On education and knowledge partnership there is a lot of movement, he said.
“In India, we have a new education policy. Of course, here I would like to mention that there are at present 200,000 Indian students (in the US). Two-thirds of them are in STEM areas. This student population this linkage is a very important linkage. But under the new education policy now the forward movement is going to be in establishing campus-to-campus relations, intertwining of degrees, joint research, work,” Sandhu said.
He said he has personally spoken to a large number of chancellors and presidents of universities and educational institutions.
“You have already seen that this has been carried forward. It’s one of the important elements of iCET that is the education collaboration and that will be a significant path,” he said.
“Finally, not the last and the least is the defence and the strategic side. As I mentioned, high tech is an important element. It is a cross-cutting area. High tech certainly has an impact,” he said.
On the defence side, the United States is a technology powerhouse and India is an emerging technology powerhouse. So, this collaboration interaction is natural, Sandhu said.
“Earlier it was more of a buyer-seller, more of a trading relationship. Now we are looking more deeper to the next level, which is co-production and co-development collaboration between the two sides,” he said.
The relationship is now going to the next level and there are a number of aspects in the visit which are pointing towards that, Sandhu said.
“Even on the ceremonial side to have the state visit. It shows that India has a special respect here and that’s one of the underlying reasons. It’ll also provide an opportunity to both the leaders to be able to spend time together and discuss across the board a number of issues which are of mutual interest,” he said.

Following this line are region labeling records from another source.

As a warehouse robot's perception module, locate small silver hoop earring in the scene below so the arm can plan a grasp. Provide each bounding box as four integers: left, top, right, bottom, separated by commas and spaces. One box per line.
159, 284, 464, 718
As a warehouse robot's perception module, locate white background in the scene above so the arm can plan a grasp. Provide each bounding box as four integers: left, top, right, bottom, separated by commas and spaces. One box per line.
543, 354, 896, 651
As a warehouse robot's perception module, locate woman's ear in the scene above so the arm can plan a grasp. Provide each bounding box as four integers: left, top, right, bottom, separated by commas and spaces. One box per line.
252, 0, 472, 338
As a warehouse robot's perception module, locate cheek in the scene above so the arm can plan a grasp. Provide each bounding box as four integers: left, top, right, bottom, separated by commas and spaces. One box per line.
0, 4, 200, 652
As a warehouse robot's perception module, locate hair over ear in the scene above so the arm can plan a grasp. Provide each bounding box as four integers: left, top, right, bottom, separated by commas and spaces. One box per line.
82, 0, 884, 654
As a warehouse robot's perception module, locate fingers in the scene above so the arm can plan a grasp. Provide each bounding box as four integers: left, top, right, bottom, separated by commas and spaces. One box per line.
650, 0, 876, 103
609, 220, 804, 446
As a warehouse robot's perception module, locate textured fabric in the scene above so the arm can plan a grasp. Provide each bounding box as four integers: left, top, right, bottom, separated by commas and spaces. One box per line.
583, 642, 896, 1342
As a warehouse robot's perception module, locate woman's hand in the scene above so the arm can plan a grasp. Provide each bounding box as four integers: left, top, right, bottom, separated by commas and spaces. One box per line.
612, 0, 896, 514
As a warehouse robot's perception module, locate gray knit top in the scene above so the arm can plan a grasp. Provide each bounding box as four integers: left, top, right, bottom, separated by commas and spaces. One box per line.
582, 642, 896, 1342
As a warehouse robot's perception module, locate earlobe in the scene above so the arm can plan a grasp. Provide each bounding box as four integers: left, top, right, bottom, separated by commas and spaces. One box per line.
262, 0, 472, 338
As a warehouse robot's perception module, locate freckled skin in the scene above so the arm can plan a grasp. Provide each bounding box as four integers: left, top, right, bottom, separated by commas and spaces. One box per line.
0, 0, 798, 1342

“You will see across the areas there is going to be much more cooperation and working together, and this will have an impact not only for the United States and India but also for many third countries,” Sandhu said.
Responding to a question on the India-US collaboration for the global common good, Sandhu said that both the leaders have a very strong comfort factor with each other and in the time, they spend, they will discuss a number of cross-cutting issues.
“But there are some areas in which collaboration is beginning and there is a great push to further it,” he said.
In the healthcare sector, he said, the United States and India can partner together. There is a vaccine called Corbevax, for example, developed by Baylor College, but bulk produced by BioE, an Indian biotechnology and biopharmaceutical company.
“Similarly in IT digital startups, there is again a lot of scope for us to be working together in third countries. Even in education and knowledge partnerships, India has a unique perspective on Africa. We have been present there for years and in so many other areas. That’s another remarkable area where the United States, India partnership can reach for global good as the Prime Minister mentions it,” Sandhu said.